Come è l’economia in Liguria in questo momento?
L’attività portuale dà segni di ripresa, ma anche le grandi aziende che assorbivano tante maestranze si sono fisiologicamente ridotte sia per la globalizzazione che per carenze strutturali, logistiche e di infrastrutture. C’è bisogno di interventi grandi ed urgenti, ma anche qui la capacità delle risorse è esigua.
Cosa ne pensa dell’ultima versione della finanziaria?

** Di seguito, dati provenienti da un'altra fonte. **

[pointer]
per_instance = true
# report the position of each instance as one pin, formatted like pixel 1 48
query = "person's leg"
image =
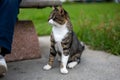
pixel 8 15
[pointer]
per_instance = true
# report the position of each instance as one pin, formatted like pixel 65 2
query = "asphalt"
pixel 95 65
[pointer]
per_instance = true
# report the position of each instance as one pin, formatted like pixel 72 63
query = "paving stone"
pixel 25 43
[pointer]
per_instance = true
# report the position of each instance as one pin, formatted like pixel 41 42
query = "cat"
pixel 64 41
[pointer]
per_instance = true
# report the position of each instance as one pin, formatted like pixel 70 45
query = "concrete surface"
pixel 95 65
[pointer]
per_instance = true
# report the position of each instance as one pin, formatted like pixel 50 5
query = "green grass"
pixel 97 24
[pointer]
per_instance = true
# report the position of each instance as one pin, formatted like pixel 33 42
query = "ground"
pixel 95 65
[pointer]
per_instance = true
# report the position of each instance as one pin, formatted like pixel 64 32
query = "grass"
pixel 97 24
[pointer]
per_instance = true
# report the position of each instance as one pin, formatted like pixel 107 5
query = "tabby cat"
pixel 64 41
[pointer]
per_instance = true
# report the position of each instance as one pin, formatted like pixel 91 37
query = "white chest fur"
pixel 59 34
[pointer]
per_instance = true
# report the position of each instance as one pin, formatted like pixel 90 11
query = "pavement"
pixel 95 65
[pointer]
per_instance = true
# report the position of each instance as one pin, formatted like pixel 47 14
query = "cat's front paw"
pixel 63 70
pixel 47 67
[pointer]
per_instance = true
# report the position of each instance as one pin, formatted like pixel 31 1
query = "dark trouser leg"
pixel 8 15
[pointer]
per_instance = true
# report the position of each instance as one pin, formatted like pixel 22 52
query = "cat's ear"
pixel 61 10
pixel 53 7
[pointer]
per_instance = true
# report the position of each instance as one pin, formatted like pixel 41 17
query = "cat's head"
pixel 58 16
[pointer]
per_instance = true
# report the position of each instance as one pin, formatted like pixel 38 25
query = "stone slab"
pixel 25 43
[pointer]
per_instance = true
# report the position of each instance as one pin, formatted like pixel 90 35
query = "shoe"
pixel 3 66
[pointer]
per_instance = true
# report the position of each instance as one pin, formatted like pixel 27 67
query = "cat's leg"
pixel 64 60
pixel 51 57
pixel 72 64
pixel 74 60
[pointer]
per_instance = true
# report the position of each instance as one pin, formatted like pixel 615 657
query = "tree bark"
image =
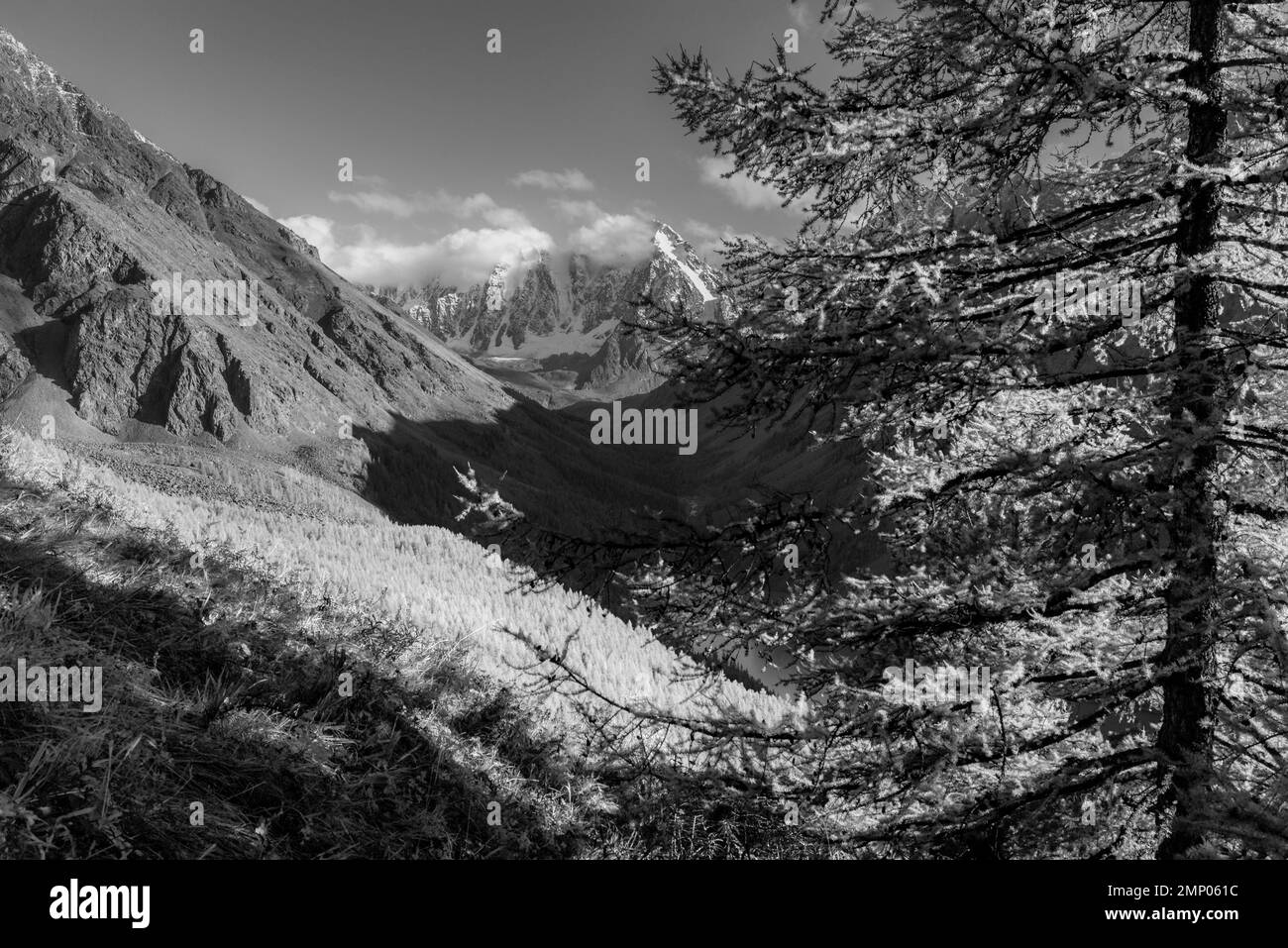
pixel 1198 403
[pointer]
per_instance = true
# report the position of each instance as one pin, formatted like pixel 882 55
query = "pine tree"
pixel 1083 496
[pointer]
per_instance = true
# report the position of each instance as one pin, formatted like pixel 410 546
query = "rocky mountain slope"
pixel 571 312
pixel 94 214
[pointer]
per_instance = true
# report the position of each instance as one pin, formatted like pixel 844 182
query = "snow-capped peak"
pixel 669 243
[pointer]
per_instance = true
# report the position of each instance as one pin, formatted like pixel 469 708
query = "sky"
pixel 462 158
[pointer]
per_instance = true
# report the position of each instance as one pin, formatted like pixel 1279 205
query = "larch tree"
pixel 1038 305
pixel 1043 287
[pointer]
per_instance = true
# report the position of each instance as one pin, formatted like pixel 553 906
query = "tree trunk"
pixel 1198 402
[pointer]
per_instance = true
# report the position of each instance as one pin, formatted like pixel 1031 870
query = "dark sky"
pixel 462 158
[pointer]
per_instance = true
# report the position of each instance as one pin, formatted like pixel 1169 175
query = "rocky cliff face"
pixel 95 214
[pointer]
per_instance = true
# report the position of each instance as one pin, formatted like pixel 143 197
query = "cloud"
pixel 317 231
pixel 738 188
pixel 568 179
pixel 576 210
pixel 612 236
pixel 463 257
pixel 481 206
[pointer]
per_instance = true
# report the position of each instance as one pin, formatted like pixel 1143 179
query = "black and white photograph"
pixel 805 436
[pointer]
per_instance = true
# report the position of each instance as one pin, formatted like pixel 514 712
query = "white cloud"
pixel 317 231
pixel 568 179
pixel 463 257
pixel 437 202
pixel 612 236
pixel 576 210
pixel 739 188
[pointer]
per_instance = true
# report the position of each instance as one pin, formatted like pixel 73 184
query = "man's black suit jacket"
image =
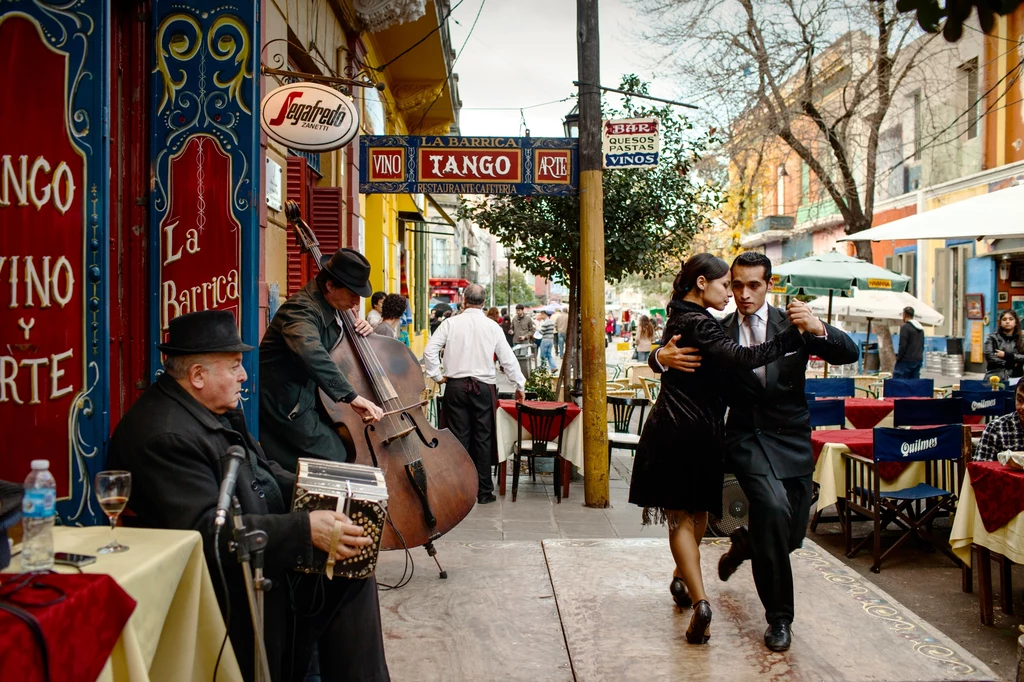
pixel 773 419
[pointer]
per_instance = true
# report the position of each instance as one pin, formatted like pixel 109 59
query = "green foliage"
pixel 955 12
pixel 650 215
pixel 521 291
pixel 543 383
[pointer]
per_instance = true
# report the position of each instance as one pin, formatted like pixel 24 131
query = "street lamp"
pixel 571 123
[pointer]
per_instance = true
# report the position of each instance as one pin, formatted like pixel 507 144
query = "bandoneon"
pixel 354 489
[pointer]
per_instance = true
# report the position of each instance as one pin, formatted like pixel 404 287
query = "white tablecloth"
pixel 175 631
pixel 507 429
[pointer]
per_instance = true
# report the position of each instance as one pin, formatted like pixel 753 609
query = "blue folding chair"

Mi pare che ci sia grande confusione tanto da sembrare una gara di dilettanti allo sbaraglio con provvedimenti che vengono quotidianamente ritirati e modificati. Dovremmo distinguere tra interventi per tamponare le emergenze e quelli più strutturati per fare ripartire l’economia. Per far affluire soldi nelle casse pubbliche bisogna basarsi ancora una volta sui redditi dei cittadini, il resto è fumo. Ma è anche vero che i sacrifici possono essere accettati se esiste una strategia chiara per dare un futuro, una prospettiva. Solo in questo senso assume significato lo sciopero programmato, che per altro aggiunge tensione e danno ad un economia che lotta per non perdere ulteriori posizioni.
Lei è ottimista sul destino dell’Italia?
Difficile pensare con ottimismo in questo momento. Il Paese si deve assolutamente dare una struttura diversa, una diversa mentalità che superi la logica delle parti, se vuole avere credibilità. Il clima è avvelenato, la gente è stufa se è vero, come è vero, che il primo partito è rappresentato dai non votanti. Si avverte il bisogno di recuperare un dialogo più sereno ed oggettivo a prescindere dalle situazioni dei singoli. Auspichiamo una svolta decisa per un recupero di credibilità della classe politica senza proclamare, per una volta, né vinti né vincitori, dal momento che, a nostro avviso, vincitori non ce ne sono.